Hong Kong's leader Tuesday refused to say why the city had denied a visa to a leading Financial Times journalist, despite escalating demands for an explanation of the unprecedented challenge to freedom of the press.
Hong Kong’s leader Tuesday refused to say why the city had denied a visa to a leading Financial Times journalist, despite escalating demands for an explanation of the unprecedented challenge to freedom of the press. Victor Mallet, the FT’s Asia news editor and a British national, angered authorities in Beijing and Hong Kong by hosting a speech at the city’s press club by Andy Chan, the leader of a tiny pro-independence political party, in August.
Chan’s party was later banned as Beijing cracks down on any pro-independence sentiment in the semi-autonomous city. An application to renew Mallet’s work visa has been refused and on Sunday he was given seven days to leave Hong Kong.
Facing questions for the first time since the visa denial emerged last week, Chief Executive Carrie Lam said the decision had been handed down by immigration authorities. She said linking it to the Chan talk was “pure speculation”.
“As a rule — not only locally, but internationally — we will never disclose, the immigration department will not disclose, the individual circumstances of the case or the considerations of this decision,” Lam told reporters. She refused to directly acknowledge the specifics of the speculation over why Mallet was denied the visa, admitting only that she had “noticed there has been some talk on the street”.
However, Lam said the government “will not tolerate any advocacy of Hong Kong independence and things that harm national security, territorial integrity and developmental interests”. She refused to comment on how Mallet could be linked to any of those potential threats when it was pointed out that he was not an independence advocate but had simply chaired a talk by Chan at the city’s Foreign Correspondents’ Club, which has also hosted talks by Chinese officials.
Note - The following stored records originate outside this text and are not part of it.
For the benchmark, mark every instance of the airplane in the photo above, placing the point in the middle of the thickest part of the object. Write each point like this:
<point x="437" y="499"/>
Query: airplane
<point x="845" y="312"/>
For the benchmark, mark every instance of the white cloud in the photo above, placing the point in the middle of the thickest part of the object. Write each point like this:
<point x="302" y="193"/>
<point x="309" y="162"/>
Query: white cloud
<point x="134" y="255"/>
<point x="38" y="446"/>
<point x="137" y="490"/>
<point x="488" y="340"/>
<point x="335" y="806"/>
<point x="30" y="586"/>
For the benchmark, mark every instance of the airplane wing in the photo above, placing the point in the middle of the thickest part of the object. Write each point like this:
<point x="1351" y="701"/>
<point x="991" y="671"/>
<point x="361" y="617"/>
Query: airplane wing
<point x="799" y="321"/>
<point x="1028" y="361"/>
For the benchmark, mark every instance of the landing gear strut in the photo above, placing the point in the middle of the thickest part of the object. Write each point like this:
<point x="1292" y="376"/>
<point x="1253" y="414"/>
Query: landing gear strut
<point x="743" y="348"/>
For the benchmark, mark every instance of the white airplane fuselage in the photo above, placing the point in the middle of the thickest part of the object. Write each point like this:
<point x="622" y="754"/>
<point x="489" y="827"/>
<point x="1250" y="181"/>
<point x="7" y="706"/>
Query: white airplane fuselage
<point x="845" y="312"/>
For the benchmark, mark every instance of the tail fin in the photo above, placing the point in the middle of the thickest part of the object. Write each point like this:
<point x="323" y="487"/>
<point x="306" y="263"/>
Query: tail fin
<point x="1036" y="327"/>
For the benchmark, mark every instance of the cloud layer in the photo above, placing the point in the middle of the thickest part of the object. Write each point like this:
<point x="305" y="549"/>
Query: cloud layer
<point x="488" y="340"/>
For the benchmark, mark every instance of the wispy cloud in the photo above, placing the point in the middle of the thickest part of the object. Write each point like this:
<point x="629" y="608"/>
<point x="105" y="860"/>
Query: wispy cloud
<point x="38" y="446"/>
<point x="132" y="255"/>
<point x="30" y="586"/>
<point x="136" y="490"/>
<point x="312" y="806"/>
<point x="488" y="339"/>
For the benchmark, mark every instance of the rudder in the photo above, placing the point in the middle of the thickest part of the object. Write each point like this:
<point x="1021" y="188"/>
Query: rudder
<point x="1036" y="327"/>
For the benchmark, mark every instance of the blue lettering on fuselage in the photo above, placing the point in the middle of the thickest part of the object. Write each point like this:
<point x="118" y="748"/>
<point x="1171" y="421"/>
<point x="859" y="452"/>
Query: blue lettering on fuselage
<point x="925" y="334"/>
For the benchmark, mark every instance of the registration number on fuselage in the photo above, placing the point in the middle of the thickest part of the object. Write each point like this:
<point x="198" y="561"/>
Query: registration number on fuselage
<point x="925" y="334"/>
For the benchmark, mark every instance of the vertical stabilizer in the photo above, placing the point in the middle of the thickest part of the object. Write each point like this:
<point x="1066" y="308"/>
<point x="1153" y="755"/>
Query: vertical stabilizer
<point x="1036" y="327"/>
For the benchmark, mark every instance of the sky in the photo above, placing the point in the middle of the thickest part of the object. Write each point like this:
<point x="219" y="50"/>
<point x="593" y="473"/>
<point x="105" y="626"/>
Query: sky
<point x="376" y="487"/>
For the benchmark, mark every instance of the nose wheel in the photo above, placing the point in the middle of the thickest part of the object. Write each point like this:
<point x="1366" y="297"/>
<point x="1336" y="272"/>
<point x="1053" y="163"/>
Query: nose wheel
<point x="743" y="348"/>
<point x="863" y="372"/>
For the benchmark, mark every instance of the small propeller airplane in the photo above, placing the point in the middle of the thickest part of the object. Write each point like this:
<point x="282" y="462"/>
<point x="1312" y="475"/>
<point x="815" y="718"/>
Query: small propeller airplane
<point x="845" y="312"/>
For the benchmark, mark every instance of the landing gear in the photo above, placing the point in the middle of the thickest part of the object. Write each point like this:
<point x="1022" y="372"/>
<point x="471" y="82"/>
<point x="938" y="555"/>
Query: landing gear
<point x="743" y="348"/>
Asked whether journalists could now be punished for interviewing independence activists or writing about independence, Lam said she could give no guidance but insisted that freedom of reporting and expression were “still core values”. Britain and the United States have expressed concern over the visa refusal and its impact on press freedom.
On Monday, a group of the city’s most influential lawyers also demanded an explanation, while the American Chamber of Commerce warned that curtailing press freedom could damage the city’s competitiveness. A journalists’ alliance handed over petitions with more than 15,000 signatures to the government Monday calling for an explanation of its visa rejection.